Monday, Aug. 10, 1959
A Daughter of Ulysses
Ever since the wily Ulysses ruled both islands, it has been said that the smartest of all Greeks come from neighboring Ithaca and Cephalonia. Last week one of the smartest and pertest daughters of Ulysses' ancient offshore island of Cephalonia was busily masterminding a top-to-bottom reorganization of the Greek public school system so basic as to change norms laid down by Plato and Aristotle themselves. "In ancient Greece," said Dr. Kalliniki Dendrinou Antonakaki last week, as Parliament debated implementation of her newly adopted Educational Reform Act, "education taught only the pursuit of the esthetic ideals of truth and beauty. Now that society has changed, education must change too."
"Nike" Antonakaki, 51, is a cabinetmaker's daughter who worked out her ideas for updating Aristotle while writing a doctoral thesis on Greek education at Columbia University's Teachers College.
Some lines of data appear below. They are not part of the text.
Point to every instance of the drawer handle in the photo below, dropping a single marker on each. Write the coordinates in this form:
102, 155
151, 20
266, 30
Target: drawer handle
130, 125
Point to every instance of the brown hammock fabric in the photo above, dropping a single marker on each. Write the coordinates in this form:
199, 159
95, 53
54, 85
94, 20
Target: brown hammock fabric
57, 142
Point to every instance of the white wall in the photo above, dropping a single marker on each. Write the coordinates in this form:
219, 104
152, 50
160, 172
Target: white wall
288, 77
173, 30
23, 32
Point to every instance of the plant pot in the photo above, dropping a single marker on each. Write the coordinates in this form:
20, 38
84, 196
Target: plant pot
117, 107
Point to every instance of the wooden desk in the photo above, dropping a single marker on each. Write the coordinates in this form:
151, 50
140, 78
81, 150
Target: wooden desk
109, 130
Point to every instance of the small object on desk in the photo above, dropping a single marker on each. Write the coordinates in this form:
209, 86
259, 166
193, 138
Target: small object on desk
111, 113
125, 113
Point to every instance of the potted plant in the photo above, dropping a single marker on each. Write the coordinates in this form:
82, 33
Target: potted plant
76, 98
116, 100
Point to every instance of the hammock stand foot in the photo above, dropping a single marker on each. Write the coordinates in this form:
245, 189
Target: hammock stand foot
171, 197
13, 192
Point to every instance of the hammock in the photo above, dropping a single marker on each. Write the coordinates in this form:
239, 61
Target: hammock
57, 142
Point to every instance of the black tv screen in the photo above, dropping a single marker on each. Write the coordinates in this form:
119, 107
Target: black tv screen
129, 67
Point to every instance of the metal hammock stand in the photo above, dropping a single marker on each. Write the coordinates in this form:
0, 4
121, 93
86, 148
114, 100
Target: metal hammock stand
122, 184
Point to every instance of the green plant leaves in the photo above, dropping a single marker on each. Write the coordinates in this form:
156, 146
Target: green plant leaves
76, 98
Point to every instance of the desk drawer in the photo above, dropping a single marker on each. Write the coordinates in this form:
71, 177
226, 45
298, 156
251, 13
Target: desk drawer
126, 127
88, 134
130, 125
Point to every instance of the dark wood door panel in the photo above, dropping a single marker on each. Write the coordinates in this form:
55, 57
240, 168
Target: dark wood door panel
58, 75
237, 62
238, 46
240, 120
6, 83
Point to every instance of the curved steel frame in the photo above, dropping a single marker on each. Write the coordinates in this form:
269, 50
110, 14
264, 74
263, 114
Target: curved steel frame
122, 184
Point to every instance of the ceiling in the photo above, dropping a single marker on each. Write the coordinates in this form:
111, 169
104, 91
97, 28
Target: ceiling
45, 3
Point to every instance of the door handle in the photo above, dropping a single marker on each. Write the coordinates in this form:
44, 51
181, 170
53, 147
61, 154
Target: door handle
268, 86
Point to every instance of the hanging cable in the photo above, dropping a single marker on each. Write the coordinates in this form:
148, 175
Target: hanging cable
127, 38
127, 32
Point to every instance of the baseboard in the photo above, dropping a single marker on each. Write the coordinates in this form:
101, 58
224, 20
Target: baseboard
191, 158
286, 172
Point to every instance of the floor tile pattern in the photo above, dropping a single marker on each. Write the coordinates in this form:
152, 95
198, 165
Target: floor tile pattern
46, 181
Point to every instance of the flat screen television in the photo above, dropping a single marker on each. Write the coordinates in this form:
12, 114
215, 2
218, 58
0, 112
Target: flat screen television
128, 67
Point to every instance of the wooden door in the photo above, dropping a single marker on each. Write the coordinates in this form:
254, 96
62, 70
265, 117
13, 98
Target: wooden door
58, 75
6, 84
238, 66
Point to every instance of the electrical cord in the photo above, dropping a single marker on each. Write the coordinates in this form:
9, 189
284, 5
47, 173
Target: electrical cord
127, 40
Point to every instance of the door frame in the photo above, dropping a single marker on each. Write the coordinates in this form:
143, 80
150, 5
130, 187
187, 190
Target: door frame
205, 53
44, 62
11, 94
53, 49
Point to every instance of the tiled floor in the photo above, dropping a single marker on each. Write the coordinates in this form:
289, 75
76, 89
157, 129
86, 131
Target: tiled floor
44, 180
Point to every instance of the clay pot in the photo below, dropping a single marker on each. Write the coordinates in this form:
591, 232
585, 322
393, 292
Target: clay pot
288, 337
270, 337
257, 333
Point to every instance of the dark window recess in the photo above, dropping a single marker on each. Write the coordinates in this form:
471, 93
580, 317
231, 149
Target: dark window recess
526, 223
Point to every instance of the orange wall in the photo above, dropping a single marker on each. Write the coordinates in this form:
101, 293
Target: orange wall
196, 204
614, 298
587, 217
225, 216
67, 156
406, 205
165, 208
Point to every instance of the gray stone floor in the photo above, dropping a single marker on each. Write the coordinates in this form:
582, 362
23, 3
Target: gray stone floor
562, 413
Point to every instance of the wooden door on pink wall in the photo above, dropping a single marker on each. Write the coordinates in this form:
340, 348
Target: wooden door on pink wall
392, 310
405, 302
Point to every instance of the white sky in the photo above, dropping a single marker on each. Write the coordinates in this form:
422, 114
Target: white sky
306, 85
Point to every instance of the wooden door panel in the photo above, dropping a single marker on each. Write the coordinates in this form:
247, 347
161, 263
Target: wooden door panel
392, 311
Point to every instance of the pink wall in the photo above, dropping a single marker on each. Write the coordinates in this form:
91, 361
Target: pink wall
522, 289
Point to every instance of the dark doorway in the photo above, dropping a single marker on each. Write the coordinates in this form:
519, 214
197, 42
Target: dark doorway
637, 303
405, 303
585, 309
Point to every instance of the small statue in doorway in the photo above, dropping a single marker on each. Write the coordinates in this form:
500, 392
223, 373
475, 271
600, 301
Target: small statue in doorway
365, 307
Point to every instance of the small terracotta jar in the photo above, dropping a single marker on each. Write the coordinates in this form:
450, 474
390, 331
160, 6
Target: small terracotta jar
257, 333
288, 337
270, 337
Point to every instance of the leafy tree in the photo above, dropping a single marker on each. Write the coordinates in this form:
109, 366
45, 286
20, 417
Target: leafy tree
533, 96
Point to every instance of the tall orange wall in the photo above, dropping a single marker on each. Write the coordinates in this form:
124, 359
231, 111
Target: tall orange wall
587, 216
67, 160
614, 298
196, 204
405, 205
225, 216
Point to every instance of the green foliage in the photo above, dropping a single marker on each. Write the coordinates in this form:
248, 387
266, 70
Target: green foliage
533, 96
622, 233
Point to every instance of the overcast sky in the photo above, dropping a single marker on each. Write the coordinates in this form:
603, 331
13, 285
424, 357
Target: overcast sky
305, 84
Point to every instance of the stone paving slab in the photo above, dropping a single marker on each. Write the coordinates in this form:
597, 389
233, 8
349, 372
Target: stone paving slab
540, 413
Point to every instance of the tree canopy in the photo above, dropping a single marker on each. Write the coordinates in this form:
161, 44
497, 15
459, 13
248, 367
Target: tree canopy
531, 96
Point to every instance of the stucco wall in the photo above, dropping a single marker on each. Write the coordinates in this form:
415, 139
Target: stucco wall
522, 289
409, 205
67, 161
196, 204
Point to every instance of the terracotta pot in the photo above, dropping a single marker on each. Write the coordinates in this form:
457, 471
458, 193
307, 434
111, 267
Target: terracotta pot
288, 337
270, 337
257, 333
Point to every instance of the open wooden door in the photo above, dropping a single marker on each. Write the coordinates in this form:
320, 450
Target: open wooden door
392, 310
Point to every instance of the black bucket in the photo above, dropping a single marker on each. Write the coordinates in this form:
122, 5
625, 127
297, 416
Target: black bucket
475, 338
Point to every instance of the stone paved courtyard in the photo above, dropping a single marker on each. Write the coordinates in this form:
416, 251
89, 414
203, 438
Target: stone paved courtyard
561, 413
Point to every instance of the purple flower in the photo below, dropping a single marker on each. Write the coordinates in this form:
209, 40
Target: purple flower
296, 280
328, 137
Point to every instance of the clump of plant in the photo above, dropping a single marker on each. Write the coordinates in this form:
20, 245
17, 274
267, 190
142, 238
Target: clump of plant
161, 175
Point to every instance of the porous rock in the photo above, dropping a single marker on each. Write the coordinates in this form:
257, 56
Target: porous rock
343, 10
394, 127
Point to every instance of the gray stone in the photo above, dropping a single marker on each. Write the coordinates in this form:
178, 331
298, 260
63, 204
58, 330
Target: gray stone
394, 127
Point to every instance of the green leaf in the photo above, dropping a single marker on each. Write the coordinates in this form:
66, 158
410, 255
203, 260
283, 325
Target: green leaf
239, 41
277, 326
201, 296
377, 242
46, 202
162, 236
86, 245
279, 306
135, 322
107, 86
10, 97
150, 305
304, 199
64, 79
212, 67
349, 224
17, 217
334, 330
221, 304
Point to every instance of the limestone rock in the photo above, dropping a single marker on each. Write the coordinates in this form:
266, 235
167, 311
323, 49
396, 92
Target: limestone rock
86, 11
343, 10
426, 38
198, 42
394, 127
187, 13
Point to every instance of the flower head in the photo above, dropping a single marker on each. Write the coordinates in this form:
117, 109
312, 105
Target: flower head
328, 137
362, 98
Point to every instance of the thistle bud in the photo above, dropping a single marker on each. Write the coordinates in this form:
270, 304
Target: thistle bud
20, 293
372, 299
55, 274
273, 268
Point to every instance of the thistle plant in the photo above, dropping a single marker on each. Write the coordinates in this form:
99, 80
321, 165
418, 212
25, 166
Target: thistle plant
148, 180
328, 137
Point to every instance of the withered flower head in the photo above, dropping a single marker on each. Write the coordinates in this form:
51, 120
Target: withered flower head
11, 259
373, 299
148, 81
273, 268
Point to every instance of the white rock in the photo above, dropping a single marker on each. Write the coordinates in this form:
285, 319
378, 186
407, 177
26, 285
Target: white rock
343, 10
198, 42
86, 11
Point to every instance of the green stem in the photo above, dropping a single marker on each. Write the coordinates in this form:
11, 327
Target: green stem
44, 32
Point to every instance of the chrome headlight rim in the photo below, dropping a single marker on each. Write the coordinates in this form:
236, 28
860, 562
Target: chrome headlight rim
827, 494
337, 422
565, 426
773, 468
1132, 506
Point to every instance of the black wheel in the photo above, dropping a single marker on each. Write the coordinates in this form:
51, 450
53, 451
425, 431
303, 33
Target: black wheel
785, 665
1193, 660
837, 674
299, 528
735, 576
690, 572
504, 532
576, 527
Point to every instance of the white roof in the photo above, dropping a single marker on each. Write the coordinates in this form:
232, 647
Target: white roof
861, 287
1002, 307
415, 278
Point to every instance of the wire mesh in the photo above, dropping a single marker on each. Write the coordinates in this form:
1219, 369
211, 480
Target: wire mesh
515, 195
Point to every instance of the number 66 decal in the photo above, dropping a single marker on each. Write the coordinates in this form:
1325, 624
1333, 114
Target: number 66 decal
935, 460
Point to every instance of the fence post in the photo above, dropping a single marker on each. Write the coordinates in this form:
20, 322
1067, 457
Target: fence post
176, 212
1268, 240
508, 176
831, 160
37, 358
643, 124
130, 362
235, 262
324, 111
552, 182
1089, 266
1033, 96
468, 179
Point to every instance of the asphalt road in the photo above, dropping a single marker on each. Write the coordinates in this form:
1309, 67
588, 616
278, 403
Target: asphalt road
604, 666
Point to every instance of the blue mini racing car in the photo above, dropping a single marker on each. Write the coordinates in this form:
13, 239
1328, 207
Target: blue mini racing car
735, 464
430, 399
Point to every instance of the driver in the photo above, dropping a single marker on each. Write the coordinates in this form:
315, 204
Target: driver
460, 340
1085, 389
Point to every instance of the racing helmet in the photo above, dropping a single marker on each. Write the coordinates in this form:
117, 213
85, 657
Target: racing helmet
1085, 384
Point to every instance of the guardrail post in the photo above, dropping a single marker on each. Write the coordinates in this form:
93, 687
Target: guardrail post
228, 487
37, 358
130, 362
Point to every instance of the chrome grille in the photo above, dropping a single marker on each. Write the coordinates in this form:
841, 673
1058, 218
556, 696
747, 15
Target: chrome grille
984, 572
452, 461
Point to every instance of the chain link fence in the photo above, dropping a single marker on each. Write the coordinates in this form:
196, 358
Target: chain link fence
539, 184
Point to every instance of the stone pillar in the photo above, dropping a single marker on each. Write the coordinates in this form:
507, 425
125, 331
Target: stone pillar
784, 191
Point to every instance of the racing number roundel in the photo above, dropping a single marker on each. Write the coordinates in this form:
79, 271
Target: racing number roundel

Returning to Athens in 1955 with her journalist husband as the first Greek citizen to hold a U.S. doctorate in education, Dr. Antonakaki took a job as adviser to the Ministry of Education and began agitating for a progressive school system in Greece. Like Xenocrates' shoe, she argued, the old system was of good, polished leather but it no longer fit the foot. "Now science has invented the machine which Aristotle sought to replace the slave," she said, and instead of segregating intellectual and manual skills in separate high schools, Greece should restore the classic ideal of "harmony," teach knowledge and technique to both hand workers and brain workers.
When diehards denounced Dr. Antonakaki for bringing in "alien American influence," she retorted: "Heraclitus [circa 500 B.C.] was the first pragmatist," and he believed that the educator "establishes the productive relation of knowledge to life." She put her theories to the pragmatic test by founding a school in Piraeus where for three years orphan boys who had failed their entrance exams for the old-style classical high schools got the new, "harmonized" course of studies. When her students did better on their physics exams after three years than the traditionally educated students did after six, government officials were impressed. Last spring Dr. Antonakaki's draft bill for school reform was put forward by the Education Minister with Premier Constantine Karamanlis' enthusiastic support. The changes involve curriculum, teacher training and the very rebuilding of the schools themselves. Last month, after the authoress herself had testified eleven days before committees, the bill was unanimously adopted.